São Paulo, julho de 2020
Dia 106 da Cententena

Depois de 100 dias represando pensamentos e desejos eu não resisti… Primeiro dei vazão a pensamentos nada castos, imaginando situações e pessoas diferentes. Porém, o fogo interior se tornou labareda.
Furei a Quarentena/Cententena, conheci uma pessoa interessante e foi muito divertido. Me senti uma adolescente cometendo pecado, cabulando aula pra namorar, batendo na trave.
Ao mesmo tempo que foi um encontro cândido: beijo, abraço, aperto de mão e uma volta no quarteirão.
Nós dois cheios de vontade de tornar concretos os nossos desejos, mas o medo do Corona, pelo menos naquele date foi maior. Máscaras, olhares e atitudes meio cabreiras no início, afinal namorar na pandemia é atentado ao pudor! Só não beijamos de máscara, fomos pro carro pra ter alguma privacidade, afinal ninguém merece ser alvo de olhares reprovadores só por causa de um beijo.
Antigamente beijar era coisa inocente e corriqueira, quantos não davam beijos desentupidores de pia nos lugares públicos? Beijar nos tempos atuais é equivalente ao exibicionismo na rua. Transgredir as normas, adrenalina a mil e algum peso na consciência, inversamente proporcional ao medo e a culpa é o tesão, acumular experiências peculiares num período peculiar.
Quem me acompanha por aqui deve estar pensando que estou louca, inconsequente e talvez, pense até que eu bati a cabeça na privada. Nos textos anteriores reclamei sobre a falta de um isolamento social real: um misto de falta de respeito, com a falta de ação dos governos para garantir a Quarentena.
A vocês digo, que depois de uma centena cumprindo tudo à risca, de maneira inócua cansa e muito! Estou muito cansada dessas circunstâncias sem previsão de melhora, como se todo o sacrifício emocional, social e financeiro que fiz, em prol do pandemônio, tivesse sido em vão…
O cansaço e a impotência em resolver a situação são sentimentos comuns à maioria dos que ainda estão em casa.

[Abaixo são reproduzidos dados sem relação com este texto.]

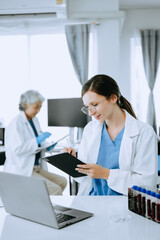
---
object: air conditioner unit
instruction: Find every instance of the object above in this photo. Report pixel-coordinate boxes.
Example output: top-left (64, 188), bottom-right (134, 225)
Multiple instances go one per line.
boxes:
top-left (0, 0), bottom-right (66, 18)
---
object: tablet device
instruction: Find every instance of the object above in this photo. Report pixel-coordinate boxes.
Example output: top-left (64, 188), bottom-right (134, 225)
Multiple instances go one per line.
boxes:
top-left (35, 134), bottom-right (69, 153)
top-left (42, 153), bottom-right (86, 178)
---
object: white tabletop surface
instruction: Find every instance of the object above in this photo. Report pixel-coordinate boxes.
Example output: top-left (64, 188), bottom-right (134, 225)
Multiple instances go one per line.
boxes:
top-left (0, 196), bottom-right (160, 240)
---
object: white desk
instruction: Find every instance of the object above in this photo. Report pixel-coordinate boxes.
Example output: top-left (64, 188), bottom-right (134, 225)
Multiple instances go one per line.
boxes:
top-left (0, 196), bottom-right (160, 240)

Sinto saudades de ser livre, atualmente minhas saídas são controladas, vigiadas, cronometradas; então não me levem a mal e espero que compreendam, nessa centena de dias todas as emoções ficam à flor da pele e com o tesão não é diferente.
Quanto a conjuntura nacional, está cada vez pior. Mais de 70 mil pessoas tiveram suas vidas interrompidas pela Covid. Esse país é terra arrasada, enquanto maconheiro morre na cadeia por causa de duas parangas, Queiroz e sua mulher foragida ganham prisão domiciliar especial, do juiz que julga a favor de milicianos, interrompeu suas férias só pra isso…
Em SP, os Metroviários que estão expostos ao vírus diariamente, recebem como “prêmio” por trabalharem no front da pandemia, salários com cortes e mais ameaça de perda de direitos e até mesmo do plano de saúde. O emborrachado do Bandeirantes é mais eficiente em jogar a sujeira pra debaixo do tapete, pois toda a imprensa paulista está ao seu dispôr.
Depois de cruzarmos a centena, lembrei de quando havia apenas um caso no país todo, as pessoas saíram espavoridas às farmácias pra comprar máscaras e álcool em gel e por um tempo esse mercado ficou desabastecido e inflacionado. Agora centena de dias depois do início do pandemônio, é comum usar a máscara no queixo. Durante o pandemônio muita gente saindo de casa pra atividades não essenciais, gente dizendo que precisa trabalhar e etc.
No meu bairro a Quarentena só existiu na primeira semana em que foi implementada.
No auge do meu cansaço não julgo mais ninguém e até compreendo o tédio de alguns que como eu, cumpriram a cartilha e agora estão afrouxando as regras do isolamento social.
Hoje não me alongarei nas notícias tristes, a atmosfera está pesada há muito tempo. Vou me lembrar das delícias juvenis que vivi recentemente e reacendeu a minha chama interior… É catártico pensar que nesse momento de banalização das mortes, um beijo causa mais furor que uma vida perdida pra Covid.